Secrets management is one of those problems that looks solved until you're responsible for it at scale.
Every team has some approach. The problem is that "some approach" usually means a mix of environment variables committed to repos, secrets in pipeline variables with no rotation, credentials shared over Slack "just temporarily," and a handful of engineers who know which services depend on which credentials — and haven't documented any of it.
At PayPal, my role was to replace that with something teams could actually trust.
The brief
Multiple global engineering teams — spread across the UK, US, and India — were managing secrets inconsistently across GCP and on-prem environments. We had HashiCorp Vault already in the picture, but it was being used differently by different teams, without a centralised operational model.
The ask was to build a properly engineered, highly-available Vault Enterprise platform that would become the standard secrets management layer for all teams. This meant both the infrastructure work (design, build, operate) and the organisational work (getting teams to actually use it).
Infrastructure: building for availability first
The cluster was built using Terraform, Terragrunt, Ansible, and Packer — each tool in its appropriate lane.
Packer built hardened, immutable machine images containing the Vault binary and base configuration. Immutable images meant we never patched in-place — a compromised or degraded node was replaced, not modified.
Terraform + Terragrunt handled cluster provisioning. Terragrunt gave us the DRY module structure across environments without duplicating backend configuration:
# terragrunt.hcl (environment-level)
inputs = {
vault_version = "1.15.6+ent"
cluster_size = 5
instance_type = "n2-standard-4"
storage_backend = "gcs"
gcs_bucket = dependency.storage.outputs.vault_bucket_name
kms_key_id = dependency.kms.outputs.vault_unseal_key_id
}
We used GCS as the storage backend and Cloud KMS for auto-unseal. Five-node cluster: three voting members and two non-voting performance standbys. This gave us the ability to take down up to two nodes simultaneously without losing quorum — critical for rolling upgrades without maintenance windows.
Ansible handled post-boot configuration: vault.hcl templating, systemd service setup, log configuration, and initial cluster join logic. Ansible wasn't managing anything ongoing — that's what drift causes — just the one-time bring-up sequence.

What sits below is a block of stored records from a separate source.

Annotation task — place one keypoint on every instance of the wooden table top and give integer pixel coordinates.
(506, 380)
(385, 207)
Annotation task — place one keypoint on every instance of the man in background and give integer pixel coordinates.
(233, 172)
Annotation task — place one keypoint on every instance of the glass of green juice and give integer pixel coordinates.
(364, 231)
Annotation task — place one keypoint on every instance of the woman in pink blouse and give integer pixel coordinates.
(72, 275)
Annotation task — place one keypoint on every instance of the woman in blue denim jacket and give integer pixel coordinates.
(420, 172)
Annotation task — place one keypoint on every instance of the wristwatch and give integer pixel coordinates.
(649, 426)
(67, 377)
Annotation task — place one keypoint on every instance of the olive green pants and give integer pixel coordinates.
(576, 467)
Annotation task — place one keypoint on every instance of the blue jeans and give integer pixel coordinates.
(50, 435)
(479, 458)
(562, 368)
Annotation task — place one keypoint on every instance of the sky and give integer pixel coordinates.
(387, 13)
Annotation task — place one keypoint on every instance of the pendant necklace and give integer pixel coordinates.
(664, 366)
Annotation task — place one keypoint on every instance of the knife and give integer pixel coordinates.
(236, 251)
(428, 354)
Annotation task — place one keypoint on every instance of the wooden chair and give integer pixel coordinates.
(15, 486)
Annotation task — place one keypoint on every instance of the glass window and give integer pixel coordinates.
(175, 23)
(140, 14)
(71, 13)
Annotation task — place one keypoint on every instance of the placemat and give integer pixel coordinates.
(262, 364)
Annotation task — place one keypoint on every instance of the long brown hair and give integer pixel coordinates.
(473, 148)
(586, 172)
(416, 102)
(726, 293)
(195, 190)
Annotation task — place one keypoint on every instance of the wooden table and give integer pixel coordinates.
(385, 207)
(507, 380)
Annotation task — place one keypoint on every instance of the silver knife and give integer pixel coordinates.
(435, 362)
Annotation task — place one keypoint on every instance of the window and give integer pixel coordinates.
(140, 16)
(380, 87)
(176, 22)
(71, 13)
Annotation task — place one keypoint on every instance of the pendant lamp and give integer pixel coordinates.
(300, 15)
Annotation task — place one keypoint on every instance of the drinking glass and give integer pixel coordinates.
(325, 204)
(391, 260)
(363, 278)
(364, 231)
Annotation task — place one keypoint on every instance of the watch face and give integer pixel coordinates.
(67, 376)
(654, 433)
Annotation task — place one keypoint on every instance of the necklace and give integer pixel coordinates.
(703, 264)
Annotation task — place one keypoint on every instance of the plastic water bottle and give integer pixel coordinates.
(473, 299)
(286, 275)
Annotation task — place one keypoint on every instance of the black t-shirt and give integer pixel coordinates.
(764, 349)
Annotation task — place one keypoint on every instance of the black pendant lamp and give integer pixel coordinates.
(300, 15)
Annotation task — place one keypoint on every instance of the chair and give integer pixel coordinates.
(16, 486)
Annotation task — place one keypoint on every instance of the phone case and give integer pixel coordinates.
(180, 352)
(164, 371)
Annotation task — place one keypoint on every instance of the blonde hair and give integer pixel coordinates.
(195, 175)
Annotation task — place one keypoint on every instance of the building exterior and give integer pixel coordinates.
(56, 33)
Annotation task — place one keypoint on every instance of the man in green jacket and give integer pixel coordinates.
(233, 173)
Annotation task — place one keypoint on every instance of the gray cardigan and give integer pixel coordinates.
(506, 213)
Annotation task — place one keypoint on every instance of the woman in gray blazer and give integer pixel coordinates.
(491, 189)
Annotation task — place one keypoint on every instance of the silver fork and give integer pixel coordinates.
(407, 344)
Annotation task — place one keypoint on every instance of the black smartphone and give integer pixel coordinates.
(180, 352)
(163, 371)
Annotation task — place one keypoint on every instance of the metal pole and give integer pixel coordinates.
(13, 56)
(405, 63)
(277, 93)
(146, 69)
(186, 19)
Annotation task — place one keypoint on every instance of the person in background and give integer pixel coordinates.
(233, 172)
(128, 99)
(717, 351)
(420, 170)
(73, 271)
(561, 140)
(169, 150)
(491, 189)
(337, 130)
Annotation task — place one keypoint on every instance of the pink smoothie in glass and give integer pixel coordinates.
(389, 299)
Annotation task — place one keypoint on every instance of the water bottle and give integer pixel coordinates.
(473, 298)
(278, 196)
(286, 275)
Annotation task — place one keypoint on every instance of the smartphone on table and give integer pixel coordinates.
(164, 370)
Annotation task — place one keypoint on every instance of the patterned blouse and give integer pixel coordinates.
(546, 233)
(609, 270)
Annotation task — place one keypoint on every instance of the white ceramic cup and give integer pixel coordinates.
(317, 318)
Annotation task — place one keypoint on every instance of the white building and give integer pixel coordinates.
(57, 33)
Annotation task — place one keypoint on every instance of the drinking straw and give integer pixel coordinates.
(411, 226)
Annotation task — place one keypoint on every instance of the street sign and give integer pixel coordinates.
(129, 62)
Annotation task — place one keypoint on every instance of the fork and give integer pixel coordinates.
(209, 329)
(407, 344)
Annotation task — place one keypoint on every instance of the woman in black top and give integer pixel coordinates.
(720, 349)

RBAC design: the part people underestimate
Getting the infrastructure right is table stakes. The RBAC model is where most Vault deployments go wrong.
The failure mode is usually one of two things:
- Too permissive: Teams get broad access "just to get started" and it stays that way. Vault becomes a glorified environment variable store with an audit log.

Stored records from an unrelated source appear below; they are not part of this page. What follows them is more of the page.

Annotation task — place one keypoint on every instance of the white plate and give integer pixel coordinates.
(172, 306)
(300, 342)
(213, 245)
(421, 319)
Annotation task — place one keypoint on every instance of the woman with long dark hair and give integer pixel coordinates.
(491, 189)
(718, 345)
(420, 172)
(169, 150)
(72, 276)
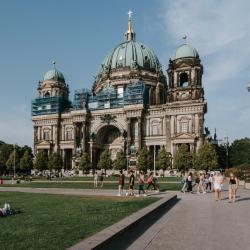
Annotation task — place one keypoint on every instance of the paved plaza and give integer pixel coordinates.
(195, 222)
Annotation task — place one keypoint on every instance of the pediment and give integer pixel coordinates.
(44, 143)
(185, 136)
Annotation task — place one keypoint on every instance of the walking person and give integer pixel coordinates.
(184, 182)
(201, 184)
(141, 184)
(207, 182)
(131, 184)
(121, 183)
(232, 188)
(218, 180)
(101, 179)
(189, 182)
(150, 181)
(95, 179)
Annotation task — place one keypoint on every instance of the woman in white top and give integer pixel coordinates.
(218, 180)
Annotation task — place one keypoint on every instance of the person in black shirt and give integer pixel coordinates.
(131, 183)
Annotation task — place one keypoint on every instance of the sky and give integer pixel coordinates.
(78, 34)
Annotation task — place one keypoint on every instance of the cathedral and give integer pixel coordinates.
(132, 105)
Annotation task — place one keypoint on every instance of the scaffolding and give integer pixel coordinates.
(49, 105)
(135, 93)
(81, 99)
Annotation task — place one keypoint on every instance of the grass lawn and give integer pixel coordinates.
(86, 185)
(58, 221)
(109, 178)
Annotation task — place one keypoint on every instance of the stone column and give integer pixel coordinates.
(75, 139)
(128, 135)
(139, 133)
(168, 127)
(91, 151)
(83, 137)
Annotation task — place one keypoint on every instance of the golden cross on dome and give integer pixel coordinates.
(184, 38)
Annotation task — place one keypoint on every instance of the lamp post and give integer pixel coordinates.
(154, 159)
(14, 161)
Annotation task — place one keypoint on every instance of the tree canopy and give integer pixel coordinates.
(206, 157)
(120, 162)
(183, 159)
(26, 163)
(105, 161)
(239, 152)
(85, 163)
(41, 162)
(163, 160)
(144, 160)
(55, 161)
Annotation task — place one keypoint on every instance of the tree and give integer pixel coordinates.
(85, 163)
(144, 160)
(120, 162)
(221, 151)
(206, 157)
(105, 161)
(41, 162)
(183, 159)
(55, 161)
(13, 160)
(5, 151)
(26, 163)
(163, 160)
(239, 152)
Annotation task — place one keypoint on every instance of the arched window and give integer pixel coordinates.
(183, 80)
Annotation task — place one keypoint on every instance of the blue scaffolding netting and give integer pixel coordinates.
(109, 97)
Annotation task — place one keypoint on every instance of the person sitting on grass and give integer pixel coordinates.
(141, 184)
(7, 210)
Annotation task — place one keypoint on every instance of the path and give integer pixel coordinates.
(71, 191)
(197, 222)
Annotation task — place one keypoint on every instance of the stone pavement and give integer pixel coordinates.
(72, 191)
(198, 222)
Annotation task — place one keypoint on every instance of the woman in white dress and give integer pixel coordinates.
(218, 180)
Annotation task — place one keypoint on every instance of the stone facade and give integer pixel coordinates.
(165, 113)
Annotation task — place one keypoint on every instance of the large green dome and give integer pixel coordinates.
(131, 54)
(185, 51)
(54, 74)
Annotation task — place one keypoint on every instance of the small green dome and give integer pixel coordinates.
(131, 54)
(184, 51)
(54, 74)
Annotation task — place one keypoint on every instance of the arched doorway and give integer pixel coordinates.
(110, 138)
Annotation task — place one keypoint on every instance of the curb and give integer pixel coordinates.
(121, 234)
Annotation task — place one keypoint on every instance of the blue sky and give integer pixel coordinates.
(78, 34)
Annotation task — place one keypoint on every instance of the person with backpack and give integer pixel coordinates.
(141, 184)
(121, 183)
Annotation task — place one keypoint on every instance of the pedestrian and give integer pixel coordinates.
(131, 183)
(95, 179)
(141, 183)
(101, 179)
(184, 182)
(189, 182)
(232, 188)
(201, 184)
(121, 183)
(218, 180)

- Too restrictive: Platform team becomes a bottleneck for every secret access request. Teams route around it with service account JSON files saved in S3.
We avoided both by designing around namespaces as the unit of isolation. Vault Enterprise namespaces let us give each team a completely isolated Vault environment — their own secret engines, their own auth methods, their own policies — without them being able to see anything outside their namespace.
vault/
├── namespace: platform-team/ # admin namespace
├── namespace: payments-team/
│ ├── auth/kubernetes/ # K8s service account auth for this team
│ ├── secret/ # KV v2 for application secrets
│ └── pki/ # Internal PKI for service certificates
├── namespace: risk-team/
│ └── ...
Within each namespace, policies followed the principle of least privilege based on workload identity — not human identity. Applications authenticated using Kubernetes service accounts or GCP service account credentials, not manually-issued tokens that someone might accidentally commit.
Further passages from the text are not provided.